My straight gym crush is about 6’3” tall, has very short, light brown hair and an outdoor tan, the face of a G.I. Joe action figure but with hesitant eyes, and a tight, muscular, yet lean upper body. He also has really big, strong legs, perhaps more muscular than his upper body, which is pretty much my favourite thing anyone can have, and I assign this to him playing some particular, highly imaginary sport that mainly utilises lower body strength, even though my friend TN says that I’m just making this up because I want this guy to be a masc jock who kills it at sports, but it’s just probably the way he’s built.
For this exercise he was going for six reps, he said, but he only manages five, with my assistance only needed for the last one. We quickly recover from this highly sexual activity (in my head only, but still) by removing the weights from the barbell together.
“How many do you want on?” he asks.
“None of them”, I say.
He takes one side and I take the other, and he really doesn’t have to do that, so I stutter “thank you” and “thank you so much” an inordinate amount of times, as he goes between the barbell and the weight rack.
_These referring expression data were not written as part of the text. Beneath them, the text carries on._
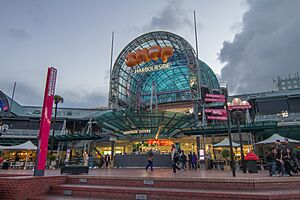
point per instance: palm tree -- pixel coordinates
(57, 99)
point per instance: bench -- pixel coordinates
(74, 170)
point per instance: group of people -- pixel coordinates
(90, 162)
(282, 159)
(179, 160)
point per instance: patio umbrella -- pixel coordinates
(275, 137)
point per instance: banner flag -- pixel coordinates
(45, 123)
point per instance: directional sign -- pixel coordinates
(217, 117)
(217, 96)
(214, 100)
(239, 107)
(216, 111)
(215, 104)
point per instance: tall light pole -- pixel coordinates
(238, 115)
(232, 161)
(57, 99)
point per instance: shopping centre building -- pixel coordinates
(158, 96)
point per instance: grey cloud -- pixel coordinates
(84, 99)
(19, 33)
(171, 17)
(268, 46)
(24, 94)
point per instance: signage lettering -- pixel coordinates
(152, 68)
(145, 55)
(137, 131)
(217, 96)
(214, 100)
(217, 117)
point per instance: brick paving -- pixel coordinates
(158, 173)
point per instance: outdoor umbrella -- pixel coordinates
(275, 137)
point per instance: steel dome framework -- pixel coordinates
(185, 80)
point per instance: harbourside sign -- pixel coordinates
(145, 55)
(152, 68)
(137, 131)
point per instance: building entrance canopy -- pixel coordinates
(144, 125)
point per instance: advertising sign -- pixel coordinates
(239, 107)
(217, 96)
(45, 122)
(214, 100)
(217, 117)
(217, 111)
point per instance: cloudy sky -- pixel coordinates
(255, 40)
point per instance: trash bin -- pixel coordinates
(251, 162)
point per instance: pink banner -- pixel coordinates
(214, 100)
(217, 111)
(217, 96)
(240, 107)
(217, 117)
(46, 119)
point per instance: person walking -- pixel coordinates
(271, 161)
(183, 159)
(150, 156)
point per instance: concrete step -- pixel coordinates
(246, 184)
(148, 193)
(61, 197)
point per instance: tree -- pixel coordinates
(57, 99)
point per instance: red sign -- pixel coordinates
(45, 122)
(216, 111)
(217, 117)
(217, 96)
(239, 107)
(214, 100)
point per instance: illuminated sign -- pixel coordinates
(145, 55)
(152, 68)
(137, 131)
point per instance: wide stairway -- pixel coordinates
(95, 187)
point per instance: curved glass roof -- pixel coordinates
(134, 90)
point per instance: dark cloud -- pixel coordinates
(171, 17)
(268, 46)
(25, 94)
(80, 99)
(19, 33)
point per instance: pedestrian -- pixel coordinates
(150, 156)
(107, 160)
(271, 161)
(175, 162)
(183, 159)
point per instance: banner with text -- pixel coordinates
(45, 122)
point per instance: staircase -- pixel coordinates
(104, 188)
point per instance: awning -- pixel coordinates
(225, 143)
(275, 137)
(25, 146)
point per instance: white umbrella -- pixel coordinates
(25, 146)
(275, 137)
(225, 143)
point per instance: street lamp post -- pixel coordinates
(238, 115)
(232, 161)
Then we’re done and I’m about to remove the barbell and take it away and he walks up to me one last time with a face that hasn’t shown any expression throughout our interaction apart from physical strain as he was doing his exercise, offers his hand for a fist bump, which I incompetently return, and says:
I die a few deaths inside, and continue with my workout, both ecstatic and also devastated, in the way that you would feel if you knew you had just been touched by the hand of God…via a fist bump…while he called you “boss”, but having no way to tell if the experience will ever be repeated, or if that right there was your life peaking and you’re now faced with slow, excruciating drudgery until you finally expire thirty or forty years from now.
Later in the evening, I’m home alone and trying to pull myself away from refreshing Facebook and go to bed. It’s minutes before midnight.
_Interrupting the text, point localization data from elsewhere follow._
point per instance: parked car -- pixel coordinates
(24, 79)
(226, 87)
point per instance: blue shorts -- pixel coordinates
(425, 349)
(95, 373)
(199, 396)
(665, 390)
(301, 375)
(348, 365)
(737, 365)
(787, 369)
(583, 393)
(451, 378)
I hear a knock on the door, and of course I know it’s my next-door neighbour (more about whom can be foundhere) and I seriously consider not answering, but she knocks again, more fervently this time, and I know this is just not going to go away.
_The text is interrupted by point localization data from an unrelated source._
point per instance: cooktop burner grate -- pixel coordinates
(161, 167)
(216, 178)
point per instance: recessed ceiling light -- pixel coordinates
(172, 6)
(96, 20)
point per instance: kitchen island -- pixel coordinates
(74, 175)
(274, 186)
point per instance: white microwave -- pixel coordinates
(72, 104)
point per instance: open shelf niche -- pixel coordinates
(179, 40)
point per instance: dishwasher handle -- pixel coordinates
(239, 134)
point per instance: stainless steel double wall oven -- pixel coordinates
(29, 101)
I open the door and she storms in holding a candlestick. I am not making any of this up. She’s sorry she had to bother me, she says, unclear whether she’s more or less sorry compared to the other five times she did in the last couple of weeks with an urgent story of low-stake apartment building warfare somehow connected to her self-assigned role as neighbourhood watch official, but something really disturbing is happening and she needs my help.
I almost say, “what is it”, but in reality this is not a discussion where my input is needed, she can continue the dialogue for both of us just taking minor cues from my facial expressions or stance: half a raised eyebrow here, a minor shift of my eyeballs there, blinking, shifting the weight between my legs as I stand there otherwise inanimate, it all counts as my part of the conversation.
This time she tells me that she’s heard some noises and wants me to go investigate the apartment downstairs from hers, because she thinks someone is getting murdered very quietly, or having violent sex very quietly, both of which she thinks she can help with. I say no. She says, fine, if she goes downstairs and someone is getting murdered and she gets caught up herself I will have it on my conscience, and my silence must indicate that I’m fine with that, because she leaves, candlestick in hand and heads down the corridor.